'California-Only' Diesel Will Come at High Cost for State

Study: Clean fuel directives will lead to job losses, drive price up to $6.69/gallon

Published in CSP Daily News

SACRAMENTO, Calif. -- California clean fuel directives will lead to significant job losses for the state and drive up diesel prices at the pump to around $6.69 per gallon, according to a study just released by the California Trucking Association (CTA).

The study, "The Impact of the Low Carbon Fuel Standard & Cap-and-Trade Programs on California Retail Diesel Prices," prepared by Bethesda, Md.-based consultants Stonebridge Associates Inc., examined the effect of California's new low-carbon fuel and cap-and-trade emissions initiatives on the state's retail diesel future.

By 2020, the two programs combined could increase the price of diesel fuel by $2.22 per gallon, the report said. That would represent more than a 50% increase in the price of diesel and a shocking $6.69 per gallon at the pump. The average price difference between California and neighboring states would be $2.33 per gallon, when accounting for taxes.

According to the study, between 2015 and 2020, the higher costs of "California-only" diesel will cause the loss of nearly 617,000 jobs in the containerized import sector, $68.5 billion in lost state domestic product, $21.7 billion in lost income and $5.3 billion in lost state and local taxes.

California's transportation and logistics industry is responsible for almost 14% of the state's economy and is an important source of employment in the state. The study said that a "California-only" diesel price caused will put California's transportation sector at a significant competitive disadvantage.
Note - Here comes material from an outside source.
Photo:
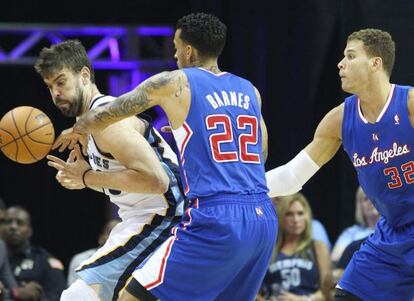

"CTA is supportive of the production and use of alternative fuels, but the cost gap between CARB's Low Carbon Fuel Standard and the diesel fuel that the other forty-nine states will continue to use is unacceptable," said Scott Blevins, president of Mountain Valley Express and 2012 CTA president. "This is a serious setback for any business dependent on diesel fuel for its operations.

"State regulators need to step down from their 'ivory tower' and understand the impact of these unfair policies on California truckers," Blevins added. CARB's "blind pursuit" of such policies will drive many California-based trucking companies out of state or out of business.

The report said such diesel price increases will cast an even wider net affecting food, fuel, clothing and other essential services transported by trucks.